Efficient posting-list

Mon Jun 3 10:23:42 EDT 2002

> For English text, one would almost certainly reduce the number of text
> keys by deleting some suffixes, so that 'statistic', 'statistics',
> 'statistical', 'statistically', and maybe 'statistician' would be one
> key.  But I have no idea of word structure of non-Indo-European
> languages and what one should do to reduce key number.

I already do stemming via a pos tagger...

> By 'length of a posting list' do you mean number of text keys?  Ie,
> size of key dict?  The length of list attached to each key is at most
> number of documents.

you're right... key dict will be about 500,000 - 600,000, i currently have
140,000 documents but i'll reach 400,000 soon...

> You do not specify 'node object'.

By now i use a node with : 2 int and 1 float. Node objects are handled
in a python list.

> This is crucial since these take up
> most of memory.  (This a good reason not to index the 2000 or so most
> common keys.)

I already index only useful parts and can't *shrink* it more...
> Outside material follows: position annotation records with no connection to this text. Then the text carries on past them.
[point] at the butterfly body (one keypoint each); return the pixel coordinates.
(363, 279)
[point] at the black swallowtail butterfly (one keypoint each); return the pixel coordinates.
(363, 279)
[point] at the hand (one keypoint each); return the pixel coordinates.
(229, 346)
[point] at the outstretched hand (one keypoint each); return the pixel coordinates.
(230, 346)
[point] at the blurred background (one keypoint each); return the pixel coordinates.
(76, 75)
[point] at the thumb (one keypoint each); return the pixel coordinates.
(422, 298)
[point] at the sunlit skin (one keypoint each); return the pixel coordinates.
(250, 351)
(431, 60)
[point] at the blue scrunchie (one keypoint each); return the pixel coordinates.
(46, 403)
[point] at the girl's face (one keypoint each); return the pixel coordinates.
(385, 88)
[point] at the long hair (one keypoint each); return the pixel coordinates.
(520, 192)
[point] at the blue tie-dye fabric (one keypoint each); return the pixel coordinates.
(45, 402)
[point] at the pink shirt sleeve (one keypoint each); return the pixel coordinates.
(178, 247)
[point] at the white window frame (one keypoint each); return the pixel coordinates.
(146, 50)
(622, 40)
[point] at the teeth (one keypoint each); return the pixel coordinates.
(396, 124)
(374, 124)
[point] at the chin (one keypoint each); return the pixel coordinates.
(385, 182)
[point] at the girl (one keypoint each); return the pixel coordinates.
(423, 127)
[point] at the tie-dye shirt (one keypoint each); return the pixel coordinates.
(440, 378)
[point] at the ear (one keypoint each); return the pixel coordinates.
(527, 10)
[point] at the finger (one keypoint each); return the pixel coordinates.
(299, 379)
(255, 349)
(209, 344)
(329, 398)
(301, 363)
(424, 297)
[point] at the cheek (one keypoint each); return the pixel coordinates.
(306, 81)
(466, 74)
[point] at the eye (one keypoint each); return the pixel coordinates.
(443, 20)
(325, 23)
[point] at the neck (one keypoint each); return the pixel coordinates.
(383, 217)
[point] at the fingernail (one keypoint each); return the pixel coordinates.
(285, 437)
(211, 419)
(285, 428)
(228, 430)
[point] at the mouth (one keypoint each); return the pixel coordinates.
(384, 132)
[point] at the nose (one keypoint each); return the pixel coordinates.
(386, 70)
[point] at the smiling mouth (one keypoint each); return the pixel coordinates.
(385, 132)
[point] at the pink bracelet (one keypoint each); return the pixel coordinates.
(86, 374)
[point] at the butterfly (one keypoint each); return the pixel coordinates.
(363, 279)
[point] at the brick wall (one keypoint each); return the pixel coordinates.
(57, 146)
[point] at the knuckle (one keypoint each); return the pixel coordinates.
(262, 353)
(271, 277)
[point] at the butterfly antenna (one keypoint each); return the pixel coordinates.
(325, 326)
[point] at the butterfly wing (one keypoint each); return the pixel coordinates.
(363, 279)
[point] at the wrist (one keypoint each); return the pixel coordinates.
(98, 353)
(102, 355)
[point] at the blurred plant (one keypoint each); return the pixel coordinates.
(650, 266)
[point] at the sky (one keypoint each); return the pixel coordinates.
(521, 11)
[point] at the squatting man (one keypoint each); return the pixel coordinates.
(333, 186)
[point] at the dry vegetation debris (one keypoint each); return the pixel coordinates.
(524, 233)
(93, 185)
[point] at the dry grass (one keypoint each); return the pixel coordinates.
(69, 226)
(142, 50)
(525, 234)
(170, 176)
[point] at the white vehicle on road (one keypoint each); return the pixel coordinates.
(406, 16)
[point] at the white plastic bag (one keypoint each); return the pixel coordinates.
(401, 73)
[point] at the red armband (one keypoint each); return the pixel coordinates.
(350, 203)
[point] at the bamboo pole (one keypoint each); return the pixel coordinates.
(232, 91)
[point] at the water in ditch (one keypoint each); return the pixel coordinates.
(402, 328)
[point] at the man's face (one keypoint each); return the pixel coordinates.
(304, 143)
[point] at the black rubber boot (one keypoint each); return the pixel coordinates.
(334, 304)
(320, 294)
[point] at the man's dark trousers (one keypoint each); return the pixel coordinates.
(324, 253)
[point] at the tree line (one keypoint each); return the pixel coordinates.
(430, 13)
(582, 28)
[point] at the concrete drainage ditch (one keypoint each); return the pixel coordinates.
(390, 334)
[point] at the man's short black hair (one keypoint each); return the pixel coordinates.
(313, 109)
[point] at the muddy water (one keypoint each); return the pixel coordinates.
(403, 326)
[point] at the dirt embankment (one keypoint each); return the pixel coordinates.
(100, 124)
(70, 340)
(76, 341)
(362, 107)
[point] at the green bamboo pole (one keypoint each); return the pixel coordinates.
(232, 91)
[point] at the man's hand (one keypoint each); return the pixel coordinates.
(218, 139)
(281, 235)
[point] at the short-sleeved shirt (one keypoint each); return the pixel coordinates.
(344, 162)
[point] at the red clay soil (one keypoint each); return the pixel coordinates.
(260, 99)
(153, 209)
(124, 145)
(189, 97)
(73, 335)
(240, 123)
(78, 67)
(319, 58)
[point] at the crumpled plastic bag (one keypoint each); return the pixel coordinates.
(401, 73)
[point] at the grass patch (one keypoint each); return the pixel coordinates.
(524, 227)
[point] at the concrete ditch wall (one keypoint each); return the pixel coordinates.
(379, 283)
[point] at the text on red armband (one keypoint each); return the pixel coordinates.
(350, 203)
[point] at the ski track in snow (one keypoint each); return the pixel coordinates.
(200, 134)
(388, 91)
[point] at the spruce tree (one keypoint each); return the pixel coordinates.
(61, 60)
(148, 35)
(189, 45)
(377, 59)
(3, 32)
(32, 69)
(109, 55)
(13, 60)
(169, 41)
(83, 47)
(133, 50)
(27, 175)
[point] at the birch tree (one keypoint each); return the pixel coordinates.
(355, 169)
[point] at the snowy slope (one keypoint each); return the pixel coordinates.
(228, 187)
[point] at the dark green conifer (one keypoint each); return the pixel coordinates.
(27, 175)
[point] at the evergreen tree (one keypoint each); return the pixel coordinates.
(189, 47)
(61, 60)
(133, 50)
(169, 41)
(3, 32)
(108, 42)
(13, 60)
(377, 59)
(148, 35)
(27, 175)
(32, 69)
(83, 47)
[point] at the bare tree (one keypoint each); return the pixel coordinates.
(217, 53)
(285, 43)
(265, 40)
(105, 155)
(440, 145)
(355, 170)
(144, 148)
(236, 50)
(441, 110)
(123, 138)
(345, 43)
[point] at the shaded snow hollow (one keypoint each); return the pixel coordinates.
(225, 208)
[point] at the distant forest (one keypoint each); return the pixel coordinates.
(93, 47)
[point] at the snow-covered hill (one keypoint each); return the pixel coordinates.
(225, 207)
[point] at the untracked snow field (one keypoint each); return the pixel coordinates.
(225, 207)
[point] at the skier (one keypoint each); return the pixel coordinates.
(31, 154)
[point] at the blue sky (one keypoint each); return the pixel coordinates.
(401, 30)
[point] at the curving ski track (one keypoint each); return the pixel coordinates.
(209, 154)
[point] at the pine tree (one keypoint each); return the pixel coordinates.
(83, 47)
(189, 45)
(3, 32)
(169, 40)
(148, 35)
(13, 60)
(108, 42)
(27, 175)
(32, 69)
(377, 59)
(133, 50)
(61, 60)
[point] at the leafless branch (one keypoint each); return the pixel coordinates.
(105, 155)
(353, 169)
> For pure Python, tuple is most space efficient.  If
> each node really is (integer id, integer count), one could devise a
> system using a pair of array (module) objects or 2-dimensional
> numerical python arrays; which store actual integers rather than
> pointers to int PyObjects.  When filled, they would have to be copied
> to larger arrays in much the same manner as done automatically by
> Python lists.

So here you think that i should use only one list (i can't use a tuple, i
need to update values) containing :

[id_x, count_x, float_x, id_x+1, count_x+1, float_x+1, ...]

and so on ?

thanks,

s13.